Embracing BYOD environments can save money by cutting down the number of endpoints a business needs to buy, but BYOD presents a different set of management and security challenges.

Organizations that seek the pinnacle of endpoint uniformity and manageability should consider desktop virtualization on thin client systems. However, VDI imposes significant data center resource demands and is best for businesses with large numbers of users with identical needs, such as call centers.

5. Self-service desks

Although service (help) desk operations normally demand only 13% of a company's I&O budget, Pultz notes that 85% of that cost is consumed by the staff; yet 60% of the calls service desks field are routine. This makes self-service resources extremely attractive as a cost-saving strategy. For example, users who can perform basic tasks like resetting their own passwords or recovering deleted emails can reduce service desk calls and save the business significant IT infrastructure costs on the staffing side.

6. Consider the cloud

Finally, no discussion on IT infrastructure cost reduction would be complete without including the role of cloud computing in the modern enterprise.

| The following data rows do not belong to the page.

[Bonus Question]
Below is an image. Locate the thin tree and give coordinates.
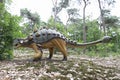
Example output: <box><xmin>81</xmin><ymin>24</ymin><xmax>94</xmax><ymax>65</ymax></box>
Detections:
<box><xmin>98</xmin><ymin>0</ymin><xmax>115</xmax><ymax>35</ymax></box>
<box><xmin>80</xmin><ymin>0</ymin><xmax>89</xmax><ymax>53</ymax></box>
<box><xmin>52</xmin><ymin>0</ymin><xmax>57</xmax><ymax>28</ymax></box>
<box><xmin>52</xmin><ymin>0</ymin><xmax>69</xmax><ymax>28</ymax></box>
<box><xmin>98</xmin><ymin>0</ymin><xmax>106</xmax><ymax>35</ymax></box>
<box><xmin>83</xmin><ymin>0</ymin><xmax>87</xmax><ymax>43</ymax></box>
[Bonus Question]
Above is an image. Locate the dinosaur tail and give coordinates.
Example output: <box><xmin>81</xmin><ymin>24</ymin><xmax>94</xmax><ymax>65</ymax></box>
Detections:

Pultz says that cloud resources like Amazon Web Services EC2 server instances can reduce I&O costs by 47% over three years, while S3 storage instances can save 79% of I&O costs over the same period.

Pultz underscores such raw savings will be tempered by the cost of people who would still be needed to make cloud deployment decisions and perform monitoring, software development and so on. In addition, cloud resilience is improving and the range of applications that can reliably live in a public cloud is growing. But mission-critical applications are still best kept in-house where the IT staff can exert direct control over their security and availability.